An introduction to Geoslurp
===========================

**Geoslurp is a  pure-python module which allows downloading/updating/querying of different datasets in a spatially aware database (PostgreSQL with PostGIS).**


The idea behind Geoslurp is to centrally manage datasets, which has the following advantages:

- It provides and encourages a central point to access to various datasets
- Established database functionatility can be exploited by allowing (spatial) queries of the datasets, *joins* (querying a combination of datasets)
- Sharing is encouraged, users share data by default, making it possible for other users to use the registered data and avoiding copies of large datasets
- It allows for consistent versioning of datasets
- The use of an 'off-the-shelf' database provides a standard and mature interface reachable from various programming languages.
- Large datafiles don't necessarily need to be in the database.

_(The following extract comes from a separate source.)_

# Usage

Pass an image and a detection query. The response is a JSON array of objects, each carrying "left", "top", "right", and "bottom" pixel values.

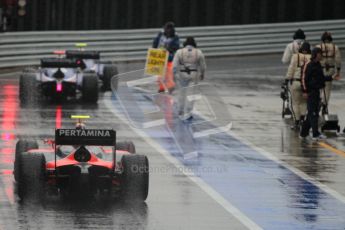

The metainformation, required for the queries, will be stored together with a link to where the data can be found (e.g. a local file path or an online url). This allows relatively light-weight databases to be set up. 
- Provide ways to standardize downloading/updating/registering of datasets

Requirements
------------
To use Geoslurp one must essentially :ref:`install <install>` the Geoslurp Python package, and have a running PostgreSQL database with PostGIS. Geoslurp is currently not yet in PyPI, but this is foreseen in the future once a relatively decent first version is developed. 


What the future holds
-----------------------
At the time of writing, the geoslurp tools are still under development. But taking a look in the future, one may already philosophize about possible features:

- Manage a geoslurp instance by means of a website-frontend. Currently, the main way to interact with geoslurp is to use the :ref:`geoslurper command line script <geoslurphelp>`. This may be too cumbersome to learn for occasional users.
- Hide the database access behind a REST-API. This may be more secure when public instances will be set up and will facilitate the interaction with other webservices.
- Encourage reproducibility by registering scientific processing pipelines.